“With all due respect, I don’t get confused,” Nikki Haley, the United Nations ambassador, memorably once snapped to a reporter, after a senior — and, unsurprisingly, male — White House official attributed a tough position she’d announced on sanctioning Russia to “momentary confusion.”
While Ms. Haley might not have gotten confused herself, she could at times present a confusing picture. She could talk as bluntly as the president himself about the failings of the United Nations system, and yet, more quietly, she proved a practitioner of multilateral diplomacy.
In an administration that prizes lock-step loyalty, Ms. Haley managed to hold to at least some of her own priorities, and as a result she appears to be that rarest of Trump appointees: one who can exit the administration with her dignity largely intact. She announced on Tuesday that she would step down at the end of the year.
Ms. Haley, who is expected to pursue the presidency one day, may eventually find herself having to defend facilitating some of President Trump’s worst policies and instincts. But she will also be able to point to more constructive roles she played. Indeed, a replacement in her mold may be the best to hope for from Mr. Trump.
While Mr.

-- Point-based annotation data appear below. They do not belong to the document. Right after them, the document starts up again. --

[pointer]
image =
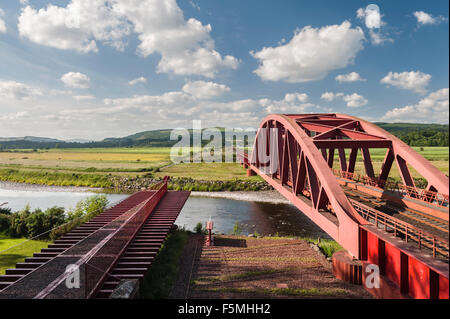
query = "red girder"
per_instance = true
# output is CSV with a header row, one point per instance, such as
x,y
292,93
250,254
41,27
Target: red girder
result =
x,y
301,153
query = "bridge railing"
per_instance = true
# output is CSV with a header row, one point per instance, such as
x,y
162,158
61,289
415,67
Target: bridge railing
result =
x,y
97,268
402,229
428,196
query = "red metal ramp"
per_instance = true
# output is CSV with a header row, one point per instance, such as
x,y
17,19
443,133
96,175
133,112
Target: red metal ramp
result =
x,y
48,280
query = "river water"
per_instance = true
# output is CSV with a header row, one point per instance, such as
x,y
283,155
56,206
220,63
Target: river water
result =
x,y
252,214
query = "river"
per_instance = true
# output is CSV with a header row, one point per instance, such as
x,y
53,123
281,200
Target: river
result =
x,y
262,212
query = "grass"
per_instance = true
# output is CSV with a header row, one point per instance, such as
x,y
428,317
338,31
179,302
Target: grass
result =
x,y
208,171
54,178
266,259
300,292
9,258
244,275
93,167
158,281
327,246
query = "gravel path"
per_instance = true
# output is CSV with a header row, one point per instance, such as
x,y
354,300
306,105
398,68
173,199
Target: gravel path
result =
x,y
254,268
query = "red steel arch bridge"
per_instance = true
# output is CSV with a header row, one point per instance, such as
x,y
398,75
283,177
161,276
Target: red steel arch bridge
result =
x,y
398,227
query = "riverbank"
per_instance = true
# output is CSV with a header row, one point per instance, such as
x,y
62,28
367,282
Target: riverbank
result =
x,y
239,267
250,196
268,196
14,186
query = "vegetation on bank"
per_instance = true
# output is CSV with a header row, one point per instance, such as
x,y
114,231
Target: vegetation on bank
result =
x,y
42,227
159,280
419,134
413,134
9,258
51,223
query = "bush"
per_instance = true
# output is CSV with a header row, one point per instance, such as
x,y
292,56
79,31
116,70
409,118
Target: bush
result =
x,y
5,223
83,212
237,229
199,228
5,211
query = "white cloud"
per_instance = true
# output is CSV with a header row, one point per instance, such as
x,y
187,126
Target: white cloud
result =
x,y
330,96
372,18
205,90
414,80
424,18
14,116
138,80
185,46
296,97
352,100
311,54
194,5
76,80
378,38
83,97
355,100
76,27
350,77
2,23
18,91
433,108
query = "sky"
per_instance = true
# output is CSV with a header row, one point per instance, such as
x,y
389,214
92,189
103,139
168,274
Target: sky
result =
x,y
93,69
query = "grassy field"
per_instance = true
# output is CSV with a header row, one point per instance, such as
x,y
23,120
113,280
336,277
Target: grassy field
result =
x,y
10,257
93,166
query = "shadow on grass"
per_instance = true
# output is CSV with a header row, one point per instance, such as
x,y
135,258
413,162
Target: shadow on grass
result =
x,y
9,261
158,281
230,242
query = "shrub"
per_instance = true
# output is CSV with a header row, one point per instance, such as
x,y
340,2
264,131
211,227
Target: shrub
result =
x,y
237,229
199,228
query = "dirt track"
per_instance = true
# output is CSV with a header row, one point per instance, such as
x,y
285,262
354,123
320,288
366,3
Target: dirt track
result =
x,y
242,267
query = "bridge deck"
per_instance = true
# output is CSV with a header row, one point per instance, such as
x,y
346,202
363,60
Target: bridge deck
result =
x,y
40,276
431,224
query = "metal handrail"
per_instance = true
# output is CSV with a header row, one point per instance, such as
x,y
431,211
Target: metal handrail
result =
x,y
422,238
96,274
428,196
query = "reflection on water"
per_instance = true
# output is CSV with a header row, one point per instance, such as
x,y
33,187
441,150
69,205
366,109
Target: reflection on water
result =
x,y
264,218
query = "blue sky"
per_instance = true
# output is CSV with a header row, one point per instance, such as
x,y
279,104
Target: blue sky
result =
x,y
67,67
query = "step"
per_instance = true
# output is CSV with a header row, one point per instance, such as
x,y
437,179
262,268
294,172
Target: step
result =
x,y
65,246
66,241
110,284
147,243
3,284
103,293
18,271
10,278
139,254
45,255
37,260
28,265
137,259
53,250
129,271
128,276
133,264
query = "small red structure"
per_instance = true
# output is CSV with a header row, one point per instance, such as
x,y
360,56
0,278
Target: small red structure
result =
x,y
209,228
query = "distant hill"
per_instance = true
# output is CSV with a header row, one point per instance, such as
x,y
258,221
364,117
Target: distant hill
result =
x,y
419,134
30,139
411,133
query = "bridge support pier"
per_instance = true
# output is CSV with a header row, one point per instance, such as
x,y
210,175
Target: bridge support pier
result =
x,y
357,272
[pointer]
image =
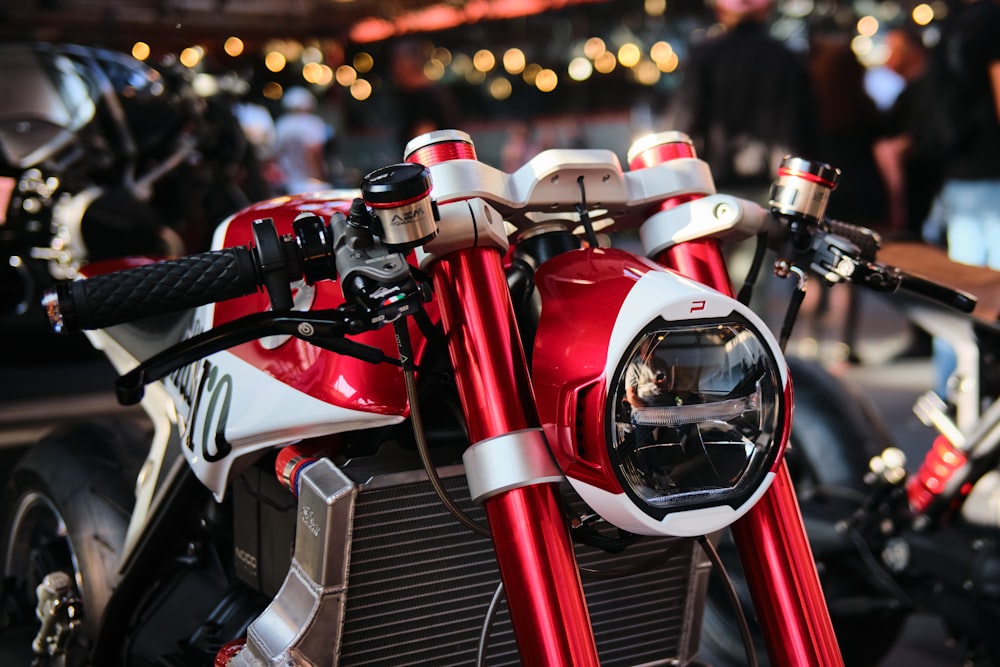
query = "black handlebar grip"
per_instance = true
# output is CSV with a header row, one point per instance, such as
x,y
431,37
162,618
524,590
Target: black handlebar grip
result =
x,y
133,294
962,301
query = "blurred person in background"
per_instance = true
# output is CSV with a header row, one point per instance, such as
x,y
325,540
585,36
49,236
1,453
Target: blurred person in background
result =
x,y
301,137
745,100
848,122
967,206
909,167
966,111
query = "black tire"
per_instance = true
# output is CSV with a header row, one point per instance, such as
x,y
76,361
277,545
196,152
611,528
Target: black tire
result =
x,y
66,507
834,435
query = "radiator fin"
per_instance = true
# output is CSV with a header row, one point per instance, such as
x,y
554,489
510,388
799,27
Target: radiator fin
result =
x,y
420,585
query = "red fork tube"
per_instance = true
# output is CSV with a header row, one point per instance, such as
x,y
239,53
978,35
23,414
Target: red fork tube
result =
x,y
534,553
771,539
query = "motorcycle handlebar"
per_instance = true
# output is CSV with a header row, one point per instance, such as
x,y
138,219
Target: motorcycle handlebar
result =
x,y
171,285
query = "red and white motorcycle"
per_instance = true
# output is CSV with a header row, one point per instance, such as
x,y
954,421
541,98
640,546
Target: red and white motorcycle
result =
x,y
452,428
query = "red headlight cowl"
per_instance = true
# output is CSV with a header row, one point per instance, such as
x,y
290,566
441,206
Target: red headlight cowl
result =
x,y
665,402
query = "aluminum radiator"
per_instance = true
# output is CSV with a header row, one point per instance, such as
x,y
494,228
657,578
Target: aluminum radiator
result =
x,y
419,585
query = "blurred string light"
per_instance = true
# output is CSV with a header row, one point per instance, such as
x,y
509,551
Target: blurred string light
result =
x,y
530,73
514,61
275,61
434,69
442,55
629,54
605,63
233,46
191,56
361,90
500,88
580,68
923,14
655,7
345,75
272,90
498,71
484,60
867,26
363,62
594,47
140,50
546,80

Trump’s America First policy is a harsh rejection of multilateralism, many United Nations diplomats valued Ms. Haley as a pragmatic envoy who could explain the president to a world confused by the chaos in Washington. She also developed a good relationship with António Guterres, the United Nations secretary general, and helped avoid what could have been a breakdown between the United States and the United Nations.

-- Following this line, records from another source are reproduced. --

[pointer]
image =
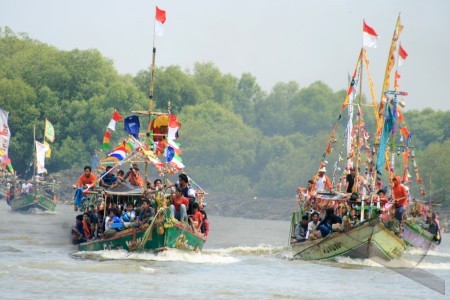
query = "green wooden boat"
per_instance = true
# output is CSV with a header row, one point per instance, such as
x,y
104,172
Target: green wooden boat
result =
x,y
26,203
163,235
414,235
369,239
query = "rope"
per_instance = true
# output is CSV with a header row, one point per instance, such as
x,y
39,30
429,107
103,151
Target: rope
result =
x,y
148,231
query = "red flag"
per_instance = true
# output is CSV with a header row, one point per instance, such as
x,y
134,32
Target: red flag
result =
x,y
160,15
402,53
370,37
116,117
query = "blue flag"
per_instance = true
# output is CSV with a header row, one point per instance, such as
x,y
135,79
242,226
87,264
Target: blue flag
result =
x,y
132,125
387,128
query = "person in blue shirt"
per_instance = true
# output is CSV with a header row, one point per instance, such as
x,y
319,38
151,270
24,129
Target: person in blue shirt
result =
x,y
109,180
115,222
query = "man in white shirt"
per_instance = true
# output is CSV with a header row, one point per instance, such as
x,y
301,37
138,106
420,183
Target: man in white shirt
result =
x,y
26,186
313,232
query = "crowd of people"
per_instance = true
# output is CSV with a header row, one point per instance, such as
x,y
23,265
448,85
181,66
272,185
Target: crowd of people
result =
x,y
104,220
343,212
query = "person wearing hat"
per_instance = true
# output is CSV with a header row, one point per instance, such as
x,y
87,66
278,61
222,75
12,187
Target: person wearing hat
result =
x,y
134,176
323,183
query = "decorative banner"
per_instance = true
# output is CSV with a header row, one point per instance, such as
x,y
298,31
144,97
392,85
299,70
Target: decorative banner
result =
x,y
115,118
106,140
49,151
49,131
5,134
40,157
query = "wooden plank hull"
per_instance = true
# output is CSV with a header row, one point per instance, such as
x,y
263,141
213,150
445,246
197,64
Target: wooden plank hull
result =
x,y
365,241
176,237
414,235
25,203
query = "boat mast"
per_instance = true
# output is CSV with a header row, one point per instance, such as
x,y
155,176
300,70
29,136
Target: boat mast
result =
x,y
34,161
358,145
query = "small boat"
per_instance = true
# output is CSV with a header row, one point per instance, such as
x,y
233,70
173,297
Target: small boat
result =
x,y
160,235
370,238
41,194
367,240
163,231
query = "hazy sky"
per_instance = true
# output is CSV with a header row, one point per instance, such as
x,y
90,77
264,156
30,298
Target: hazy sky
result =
x,y
276,41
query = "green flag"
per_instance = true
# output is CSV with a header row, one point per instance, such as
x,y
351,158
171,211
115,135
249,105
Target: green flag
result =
x,y
49,131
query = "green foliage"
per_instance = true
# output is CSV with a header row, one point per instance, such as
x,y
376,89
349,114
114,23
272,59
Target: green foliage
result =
x,y
235,137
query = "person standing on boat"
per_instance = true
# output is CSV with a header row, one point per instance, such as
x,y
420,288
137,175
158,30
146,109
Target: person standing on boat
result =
x,y
400,198
108,179
87,179
301,230
326,226
134,176
313,231
146,212
78,231
179,207
350,180
26,186
323,183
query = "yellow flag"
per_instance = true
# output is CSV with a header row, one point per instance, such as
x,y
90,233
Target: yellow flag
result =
x,y
48,153
49,131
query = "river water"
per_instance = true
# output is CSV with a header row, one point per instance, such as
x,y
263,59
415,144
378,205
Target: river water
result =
x,y
242,258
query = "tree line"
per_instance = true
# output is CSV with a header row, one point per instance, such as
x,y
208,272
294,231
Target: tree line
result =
x,y
236,137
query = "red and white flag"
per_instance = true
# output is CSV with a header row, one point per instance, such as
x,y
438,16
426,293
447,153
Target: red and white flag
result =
x,y
402,55
160,19
115,118
370,37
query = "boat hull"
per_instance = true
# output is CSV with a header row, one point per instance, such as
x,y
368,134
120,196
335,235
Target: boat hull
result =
x,y
415,236
371,239
176,237
25,203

She protected some of the American investment in the United Nations against the most drastic budget cuts sought by the White House, while also working to reform the United Nations bureaucracy, a longtime American bipartisan goal and also a priority for Mr. Guterres. She also managed the effort to pass tough new sanctions on North Korea.

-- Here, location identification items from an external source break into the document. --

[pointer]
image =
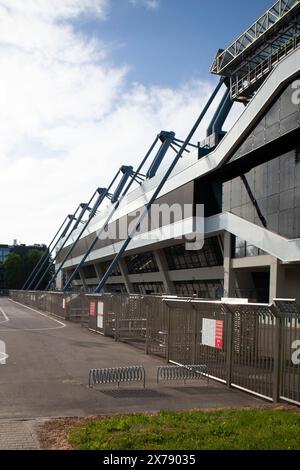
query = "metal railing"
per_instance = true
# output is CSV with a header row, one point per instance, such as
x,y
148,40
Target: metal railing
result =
x,y
179,373
254,347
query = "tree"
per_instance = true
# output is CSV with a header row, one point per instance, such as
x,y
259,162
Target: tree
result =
x,y
14,271
31,260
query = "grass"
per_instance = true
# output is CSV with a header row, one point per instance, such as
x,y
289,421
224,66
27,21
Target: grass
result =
x,y
261,429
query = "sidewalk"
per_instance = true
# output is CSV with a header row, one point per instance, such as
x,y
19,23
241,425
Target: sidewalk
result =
x,y
18,435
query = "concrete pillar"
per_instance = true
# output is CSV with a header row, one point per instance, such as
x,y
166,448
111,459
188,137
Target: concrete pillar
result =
x,y
277,280
162,264
99,273
229,275
82,278
125,275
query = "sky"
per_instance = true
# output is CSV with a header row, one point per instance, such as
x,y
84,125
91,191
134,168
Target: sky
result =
x,y
85,87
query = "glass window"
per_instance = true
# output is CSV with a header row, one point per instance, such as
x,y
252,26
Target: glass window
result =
x,y
115,272
148,288
141,263
116,288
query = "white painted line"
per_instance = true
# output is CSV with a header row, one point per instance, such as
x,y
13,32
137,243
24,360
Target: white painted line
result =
x,y
3,357
61,324
6,319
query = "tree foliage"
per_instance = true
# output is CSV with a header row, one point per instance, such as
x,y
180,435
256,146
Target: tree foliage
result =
x,y
14,271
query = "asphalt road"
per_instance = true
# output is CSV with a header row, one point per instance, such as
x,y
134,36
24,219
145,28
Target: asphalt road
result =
x,y
46,372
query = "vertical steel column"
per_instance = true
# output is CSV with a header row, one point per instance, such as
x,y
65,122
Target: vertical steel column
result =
x,y
35,278
84,207
158,189
103,193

She maintained some independence from the president on relations with Russia and other matters. She was visibly dismayed in August 2017, for example, when the president said he could not rule out a “military option” to respond to unrest in Venezuela.
But Ms. Haley also has been the face of misguided and cruel Trump initiatives, like cutting funds to the agency providing crucial assistance to millions of Palestinian refugees.
On her watch, the United States has withdrawn from the Paris agreement on climate change and the United Nations Human Rights Council and has not done enough to push back against Israeli abuses in Gaza.
Ms. Haley has taken a hard line against Iran as Mr. Trump abrogated the deal to control its nuclear weapons, and she has warned that the United States will be “taking names” of countries that don’t support its agenda.
Like most Republican leaders, Ms. Haley performed a dizzying pirouette during the 2016 presidential campaign. Then the governor of South Carolina, she started out attacking Mr. Trump as “everything a governor doesn’t want in a president.” Once his rise seemed certain, she helped make it so by enthusiastically defending him.
With no background in foreign affairs — a deficit for a presidential candidate — she accepted the United Nations appointment and became one of only a half-dozen women in a cabinet-level job. An Indian-American, she also became one of the even smaller number of people of color at the top of the administration.
Ms. Haley quickly positioned herself as the equal of then-Secretary of State Rex Tillerson. Because of his tentative demeanor and rare public appearances, Mr. Tillerson essentially ceded his role as America’s leading foreign policy voice to Ms. Haley.
Once Mike Pompeo replaced Mr. Tillerson and John Bolton, a former United Nations envoy who detests the organization, became White House national security adviser, they asserted more influence. There have been conflicts reported between Ms. Haley and Mr. Bolton, in particular.
She was also the first American ambassador to experience the indignity of seeing her president laughed at during the annual speech to the United Nations General Assembly, a reaction in line with the plunge in America’s international standing under Mr. Trump.
Ms. Haley has navigated the political shoals of the Trump administration better than many of her colleagues, escaping the demeaning tweets the president meted out when his appointees broke ranks, as she sometimes did.
And while the president was angered by her announcement about sensible sanctions over the use of chemical weapons by Russia’s ally Syria, it turned out she was describing a decision that had been changed without anyone telling her. Her official scold, Larry Kudlow, the president’s economics adviser, admitted he was wrong.
“She was certainly not confused,” Mr. Kudlow said.